En el Señor Jesús vemos una vida de obediencia. Vino a la tierra para hacer la voluntad de Dios (Hebreos 10:7). Para eso tuvo que aprender la obediencia (Hebreos 5:8); pues para él, siendo el Dios eterno, obedecer le era cosa que aprender. Pero en la tierra pudo decir: “Yo hago siempre lo que le agrada” (Juan 8:29). “Mi comida es que haga la voluntad del que me envió, y que acabe su obra” (Juan 4:34).
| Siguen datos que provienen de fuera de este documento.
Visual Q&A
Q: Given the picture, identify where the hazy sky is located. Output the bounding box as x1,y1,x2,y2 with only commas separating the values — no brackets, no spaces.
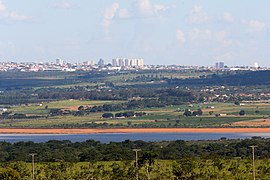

¡Cuánto gozo habrá experimentado Dios al ver, en un mundo de hombres que obraban según su propia voluntad, a este Hombre que solo hacía la voluntad de Dios, aunque su propia voluntad era perfecta y santa! ¡Qué alegría sentirá Dios al encontrar ahora hombres cuyo anhelo y gozo sea servirle; hombres que estudian diligentemente su Palabra para aprender a conocerlo y hacer su voluntad! ¡Qué gran valor práctico tiene para nosotros leer la Palabra y por este medio aprender a conocer a Dios! Nuestros corazones se llenarán de gozo porque en ella vemos la gloria del Señor y lo que el amor de Dios ha preparado para nosotros. A medida que aprendemos a conocerla, entendemos mejor los pensamientos de Dios y, al mismo tiempo, obtenemos un arsenal lleno de armas que podemos utilizar tanto para protegernos contra los ataques de Satanás como para tomar una actitud ofensiva, esto es, para hablar con alguien acerca de la salvación de su alma.
Si alguien se queja de que su memoria es como un colador en el que nada queda, pues bien, pese a que el colador no retiene el agua, en todo caso el agua que pasa lo deja bien limpio. El agua se lleva toda la impureza. Así ocurre con la Palabra de Dios. No la leamos solamente, sino meditémosla y reflexionemos sobre ella aprovechando los buenos escritos (comentarios, estudios bíblicos, etc.) que existen. Pero examinemos minuciosamente todo a la luz de la misma Palabra. No permitamos que ningún estudio tome el lugar de la Palabra de Dios.
“Hijo mío, si recibieres mis palabras, y mis mandamientos guardares dentro de ti, haciendo estar atento tu oído a la sabiduría; si inclinares tu corazón a la prudencia, si clamares a la inteligencia, y a la prudencia dieres tu voz; si como a la plata la buscares, y la escudriñares como a tesoros, entonces entenderás el temor de Jehová, y hallarás el conocimiento de Dios” (Proverbios 2:1-5).
Con mis afectuosos saludos, su amigo.